Title: Abortion: A Rational Look at an Emotional Issue
Author: R.C. Sproul
Publisher: Reformation Trust
Publishing Year: 2010
My Rating: 5 out of 5 (1 meaning I hated the book, 5 meaning I loved the book)
Yesterday students across the nation took part in the National Pro Life Day of Silent Solidarity which got me thinking about this book by R.C. Sproul. This was updated and released just in time for 37th anniversary for the Roe v. Wade Supreme Court decision. The goal was to get this book in the hands of every congressman and senator in Washington. If they read the book, it would not doubt have an impact.
This book is well worth the read, and I would encourage everyone objectively thinking about this issue to go out a buy a copy. One by one, Sproul tackles the objections of the pro-choice crowd and systematically and intelligently dismantles each of them. There is much discussion on issues such as the role of government, imposing morality, when life actually begins and the nature of sin in general. But, wait, there’s more…
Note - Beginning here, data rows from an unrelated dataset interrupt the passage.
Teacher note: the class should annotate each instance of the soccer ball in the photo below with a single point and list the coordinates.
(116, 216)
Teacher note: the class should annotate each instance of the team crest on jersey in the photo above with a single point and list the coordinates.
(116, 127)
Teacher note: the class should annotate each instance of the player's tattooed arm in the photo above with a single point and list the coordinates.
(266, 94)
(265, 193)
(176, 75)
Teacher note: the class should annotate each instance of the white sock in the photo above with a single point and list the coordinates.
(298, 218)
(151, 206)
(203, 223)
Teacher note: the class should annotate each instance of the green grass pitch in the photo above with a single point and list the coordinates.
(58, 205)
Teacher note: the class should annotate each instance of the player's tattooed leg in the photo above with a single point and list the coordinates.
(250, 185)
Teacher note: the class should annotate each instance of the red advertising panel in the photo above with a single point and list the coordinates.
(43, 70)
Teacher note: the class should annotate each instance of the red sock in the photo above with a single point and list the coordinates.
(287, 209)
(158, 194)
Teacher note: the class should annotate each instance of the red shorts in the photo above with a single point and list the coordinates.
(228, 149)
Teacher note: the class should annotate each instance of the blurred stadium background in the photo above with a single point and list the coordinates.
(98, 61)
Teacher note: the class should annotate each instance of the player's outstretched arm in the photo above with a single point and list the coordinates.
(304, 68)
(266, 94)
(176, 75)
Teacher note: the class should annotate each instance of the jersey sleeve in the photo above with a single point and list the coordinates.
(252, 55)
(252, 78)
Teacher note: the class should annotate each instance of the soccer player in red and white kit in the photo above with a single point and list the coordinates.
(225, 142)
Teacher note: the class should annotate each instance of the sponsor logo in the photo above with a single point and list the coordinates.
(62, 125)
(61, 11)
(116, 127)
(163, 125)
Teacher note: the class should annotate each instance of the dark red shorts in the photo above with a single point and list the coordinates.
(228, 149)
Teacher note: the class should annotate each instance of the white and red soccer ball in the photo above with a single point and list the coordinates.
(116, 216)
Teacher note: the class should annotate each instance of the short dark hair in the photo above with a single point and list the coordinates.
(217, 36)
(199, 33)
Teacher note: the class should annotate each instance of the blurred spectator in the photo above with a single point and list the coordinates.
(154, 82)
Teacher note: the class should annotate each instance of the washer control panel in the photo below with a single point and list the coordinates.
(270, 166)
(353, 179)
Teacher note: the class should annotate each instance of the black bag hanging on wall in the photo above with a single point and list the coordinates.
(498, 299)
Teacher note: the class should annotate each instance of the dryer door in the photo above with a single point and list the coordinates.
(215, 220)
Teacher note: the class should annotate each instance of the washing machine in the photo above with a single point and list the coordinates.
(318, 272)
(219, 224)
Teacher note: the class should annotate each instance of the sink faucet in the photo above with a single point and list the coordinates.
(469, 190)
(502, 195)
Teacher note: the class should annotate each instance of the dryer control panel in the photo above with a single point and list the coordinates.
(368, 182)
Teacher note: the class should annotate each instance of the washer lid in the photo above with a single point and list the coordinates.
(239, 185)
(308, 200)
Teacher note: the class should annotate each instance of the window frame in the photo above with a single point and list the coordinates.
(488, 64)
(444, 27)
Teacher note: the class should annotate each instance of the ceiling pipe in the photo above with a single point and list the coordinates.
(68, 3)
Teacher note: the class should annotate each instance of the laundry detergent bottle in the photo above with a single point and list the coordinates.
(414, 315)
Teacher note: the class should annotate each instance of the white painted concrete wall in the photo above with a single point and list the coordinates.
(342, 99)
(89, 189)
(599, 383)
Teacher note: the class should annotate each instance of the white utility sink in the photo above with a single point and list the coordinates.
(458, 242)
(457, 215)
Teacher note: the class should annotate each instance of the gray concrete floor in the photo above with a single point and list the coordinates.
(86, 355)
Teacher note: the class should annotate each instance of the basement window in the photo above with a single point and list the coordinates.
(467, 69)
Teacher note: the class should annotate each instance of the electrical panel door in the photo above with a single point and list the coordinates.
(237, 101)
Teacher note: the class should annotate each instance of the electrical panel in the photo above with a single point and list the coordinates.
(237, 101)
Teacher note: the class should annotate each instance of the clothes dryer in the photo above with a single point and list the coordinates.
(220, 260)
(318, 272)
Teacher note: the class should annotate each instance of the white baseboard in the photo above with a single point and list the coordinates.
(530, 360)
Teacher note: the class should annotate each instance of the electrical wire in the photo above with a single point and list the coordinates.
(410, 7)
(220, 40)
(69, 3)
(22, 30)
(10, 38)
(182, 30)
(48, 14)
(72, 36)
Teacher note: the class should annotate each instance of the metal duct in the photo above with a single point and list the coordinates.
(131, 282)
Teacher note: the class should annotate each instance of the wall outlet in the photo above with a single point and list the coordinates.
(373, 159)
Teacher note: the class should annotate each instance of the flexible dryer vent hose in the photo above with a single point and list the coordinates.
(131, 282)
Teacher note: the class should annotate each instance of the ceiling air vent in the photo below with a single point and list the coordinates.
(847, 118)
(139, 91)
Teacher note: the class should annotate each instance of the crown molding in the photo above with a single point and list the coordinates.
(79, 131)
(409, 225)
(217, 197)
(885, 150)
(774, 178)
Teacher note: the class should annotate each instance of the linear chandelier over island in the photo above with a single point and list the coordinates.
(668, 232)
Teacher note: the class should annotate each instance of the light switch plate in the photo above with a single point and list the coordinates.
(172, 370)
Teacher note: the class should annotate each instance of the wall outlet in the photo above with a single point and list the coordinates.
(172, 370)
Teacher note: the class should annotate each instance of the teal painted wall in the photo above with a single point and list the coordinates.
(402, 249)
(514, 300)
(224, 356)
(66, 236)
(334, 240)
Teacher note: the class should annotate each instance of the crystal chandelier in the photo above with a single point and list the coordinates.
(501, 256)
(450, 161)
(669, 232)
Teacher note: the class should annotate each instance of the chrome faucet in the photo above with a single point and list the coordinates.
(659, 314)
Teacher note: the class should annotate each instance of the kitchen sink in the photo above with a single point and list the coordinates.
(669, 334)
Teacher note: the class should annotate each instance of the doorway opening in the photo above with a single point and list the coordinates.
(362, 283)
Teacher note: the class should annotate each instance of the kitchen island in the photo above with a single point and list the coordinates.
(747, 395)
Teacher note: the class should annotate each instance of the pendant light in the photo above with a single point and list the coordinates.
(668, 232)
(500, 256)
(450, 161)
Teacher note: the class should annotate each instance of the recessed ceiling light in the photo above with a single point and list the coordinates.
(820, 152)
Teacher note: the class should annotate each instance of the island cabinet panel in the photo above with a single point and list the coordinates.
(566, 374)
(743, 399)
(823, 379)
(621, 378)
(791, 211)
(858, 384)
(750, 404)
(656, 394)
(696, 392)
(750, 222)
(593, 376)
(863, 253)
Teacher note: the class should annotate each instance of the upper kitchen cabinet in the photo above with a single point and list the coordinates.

It seems as though most pro-life material out there seeks to either pull at the heart strings or outrage the civilized, clear thinking conscience. However, this book provides a well-thought out philosophical worldview that not only is not only useful in attacking pro-choice arguments, but grounds the Christian in a thoroughly Biblical foundation that promotes the sanctity of life in the image of God.
Here’s just one example of what you will find in the book:
“In so far as we are still human, we retain the image of God in the wider sense. We are still valuable creatures. We may no longer be worthy, but we still have worth. This is the resounding biblical message of redemption. The creatures God created are the same creatures He is moved to redeem. Because Christians speak so tirelessly about human sin, do they have a low view of humanity? Indeed, they have a love view of human virtue, but not a corresponding love view of human worth or importance. It is precisely because the Bible has such a high view of human dignity that Christian take human sin so seriously. If one rat steals another rat’s food, we don’t get morally outraged. But, it one human steals another human’s food, we rightly become concerned.” (pages 22-23)
Clearly, R.C. Sproul’s gift is his ability to explain difficult concepts in an easy-to-understand manner. I taught through much of this material with my high school students and found it a huge help. The summary and discussion questions at the end of each chapter also help in taking in all this material.
I don’t normally say this, but this is a “must-read.” If you have any commitment to the life issue, buy this book! If you wonder why so many are committed to the life issue, buy this book! You will not regret it.
Disclaimer: This book was provided by the publisher for review. I was under no obligation to offer a favorable review.